しかしそれを言ってしまったらいくらなんでも注文のつけ過ぎであろう。
「あの…お気に召して頂けましたでしょうか?お気に召さなければおっしゃって下さい。すぐに違う者を……」
「いや、君でいい…」
エルヴィンはクレアと顔立ちの似ているリンネを買うことにした。
「ありがとうございます。ではエルヴィン様…お召し物を…」
「違う……」
リンネが腕を伸ばし、エルヴィンの服を脱がせようとすると、その手を掴まれてしまった。
「エルヴィン様?」
「私のことは“団長”と呼んでくれ。そして、今から君は私の部下だ。そのように振る舞ってくれ、いいかい?」
「団長?でございますか?……かしこまりました、団長。

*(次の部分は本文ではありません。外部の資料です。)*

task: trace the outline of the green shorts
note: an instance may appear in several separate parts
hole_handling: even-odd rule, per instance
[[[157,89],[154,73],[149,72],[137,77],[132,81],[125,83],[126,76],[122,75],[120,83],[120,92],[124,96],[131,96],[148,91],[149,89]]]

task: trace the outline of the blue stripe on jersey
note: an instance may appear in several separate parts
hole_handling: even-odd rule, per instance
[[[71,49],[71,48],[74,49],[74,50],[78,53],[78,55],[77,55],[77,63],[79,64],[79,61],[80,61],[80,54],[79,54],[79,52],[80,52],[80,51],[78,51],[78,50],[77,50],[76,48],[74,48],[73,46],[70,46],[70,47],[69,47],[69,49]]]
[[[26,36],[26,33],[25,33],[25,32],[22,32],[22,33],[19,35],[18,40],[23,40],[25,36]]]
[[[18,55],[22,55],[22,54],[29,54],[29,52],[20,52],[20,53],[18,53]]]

」
ニコリと微笑むと、リンネはシャワー室までエルヴィンを案内しようとしたが、強い力でベッドに押し倒されてしまった。
──ドサッ──
「あっ……エル…団長?!」
「すまないが、すぐに欲しいんだ。シャワーはあとにしてくれ…」
すると、エルヴィンはリンネの返事も待たずに唇を押し付けた。
「ん…ん…」
性急に舌をねじ込むと、リンネもエルヴィンの深い口づけに応えようと健気に舌を絡ませる。
2人きりの空間にはお互いの唾液の混じり合う音が響いた。
「ふぅ……ぅ……はぁ……」
苦しそうな息づかいでハッとなり唇を離すと、リンネは蒼い大きな瞳を潤ませながらエルヴィンを見つめた。
口の端からは溢れてしまった唾液が一筋の雫となって頬を伝っている。